Empresa de tecnologia dos EUA multada em Rs 32 lakh por publicar anúncio de emprego “somente para brancos”

Empresa de tecnologia dos EUA multada em Rs 32 lakh por publicar anúncio de emprego “somente para brancos”

O Departamento de Justiça dos EUA disse que o anúncio violava os direitos civis federais e as leis trabalhistas.

Uma empresa de serviços de TI com sede na Virgínia foi multada em US$ 38.500 (Rs 32.11.177) por um anúncio de emprego que buscava apenas candidatos brancos nascidos nos EUA, BBC relatado. O anúncio discriminatório foi postado por Arthur Grand Technologies em março de 2023 para um cargo de analista de negócios no site de contratação. Ele pedia em negrito “Somente cidadãos nascidos nos EUA [White] que residem num raio de 60 milhas de Dallas'', de acordo com um Departamento de Justiça comunicado de imprensa. “Não compartilhe com os candidatos”, dizia o anúncio entre colchetes.

O anúncio gerou indignação nas redes sociais e logo chamou a atenção nacional, levando o Departamento de Justiça e o Departamento do Trabalho a iniciar uma investigação. Arthur Grand é agora obrigado a pagar 7.500 dólares em penalidades civis ao Tesouro dos EUA, bem como 31.000 dólares em compensação total às pessoas que apresentaram queixas sobre o incidente.

O Departamento de Justiça dos EUA anunciou a pena, afirmando que o anúncio violava os direitos civis federais e as leis trabalhistas.

No acordo, a empresa disse que o anúncio foi “gerado por um recrutador insatisfeito na Índia e tinha como objetivo constranger a empresa”, e que nunca teve a intenção de dissuadir os não-cidadãos de se candidatarem.

A empresa também prometeu oferecer treinamento a todos os funcionários da empresa envolvidos no recrutamento, seleção de candidatos ou acompanhamento de manifestações de interesse para vagas em aberto.

“É vergonhoso que, no século XXI, continuemos a ver empregadores a utilizar ofertas de emprego “apenas para brancos” e “apenas nascidos nos EUA” para bloquear candidatos de cor que de outra forma seriam elegíveis. Compartilho a indignação do público com a proibição terrível e discriminatória imposta por Arthur Grand a candidatos a empregos com base no status de cidadania, origem nacional, cor e raça”, disse a procuradora-geral assistente, Kristen Clarke, da divisão de direitos civis do Departamento de Justiça. em um comunicado.

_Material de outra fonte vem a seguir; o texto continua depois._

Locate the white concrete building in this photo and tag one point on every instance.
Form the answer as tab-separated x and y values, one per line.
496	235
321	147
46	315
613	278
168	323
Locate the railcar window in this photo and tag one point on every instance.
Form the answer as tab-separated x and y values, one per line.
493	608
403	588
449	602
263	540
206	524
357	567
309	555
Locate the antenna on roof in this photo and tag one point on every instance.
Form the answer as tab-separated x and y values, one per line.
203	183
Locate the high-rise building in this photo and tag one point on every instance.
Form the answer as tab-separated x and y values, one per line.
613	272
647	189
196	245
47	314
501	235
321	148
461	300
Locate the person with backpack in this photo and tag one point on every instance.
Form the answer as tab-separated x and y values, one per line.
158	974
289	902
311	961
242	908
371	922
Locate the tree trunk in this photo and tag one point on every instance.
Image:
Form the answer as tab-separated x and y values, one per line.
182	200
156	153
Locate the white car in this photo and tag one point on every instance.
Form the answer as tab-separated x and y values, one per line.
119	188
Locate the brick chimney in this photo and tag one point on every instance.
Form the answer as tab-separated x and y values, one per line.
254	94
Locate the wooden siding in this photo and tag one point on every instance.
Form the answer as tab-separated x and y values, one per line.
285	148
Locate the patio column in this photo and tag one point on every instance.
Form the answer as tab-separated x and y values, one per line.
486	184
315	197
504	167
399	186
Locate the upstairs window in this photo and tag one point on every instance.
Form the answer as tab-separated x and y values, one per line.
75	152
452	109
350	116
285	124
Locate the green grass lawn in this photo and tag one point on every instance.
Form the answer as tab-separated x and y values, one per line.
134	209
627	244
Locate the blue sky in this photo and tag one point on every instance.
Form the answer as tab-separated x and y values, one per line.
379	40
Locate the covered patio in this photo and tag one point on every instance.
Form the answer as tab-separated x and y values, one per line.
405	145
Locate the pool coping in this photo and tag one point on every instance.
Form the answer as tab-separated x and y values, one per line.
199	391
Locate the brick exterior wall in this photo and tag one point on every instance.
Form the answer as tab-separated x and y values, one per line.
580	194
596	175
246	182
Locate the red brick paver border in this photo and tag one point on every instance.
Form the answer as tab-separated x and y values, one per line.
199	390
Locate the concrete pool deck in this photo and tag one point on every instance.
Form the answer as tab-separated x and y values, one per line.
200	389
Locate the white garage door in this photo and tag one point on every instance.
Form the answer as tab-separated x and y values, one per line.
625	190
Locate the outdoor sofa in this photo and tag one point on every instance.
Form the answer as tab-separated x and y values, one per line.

Numa declaração a CNNo CEO da empresa disse que “nega veementemente qualquer culpa ou irregularidade”.

''Esta postagem não autorizada foi feita por um funcionário chateado em um Plano de Melhoria de Desempenho (PIP) a partir de seu endereço de e-mail e conta. Ao descobrir isto, tomamos medidas imediatas e decisivas para garantir que este tipo de incidente nunca mais aconteça, incluindo a demissão imediata do funcionário responsável'', disse Sheik Rahmathullah.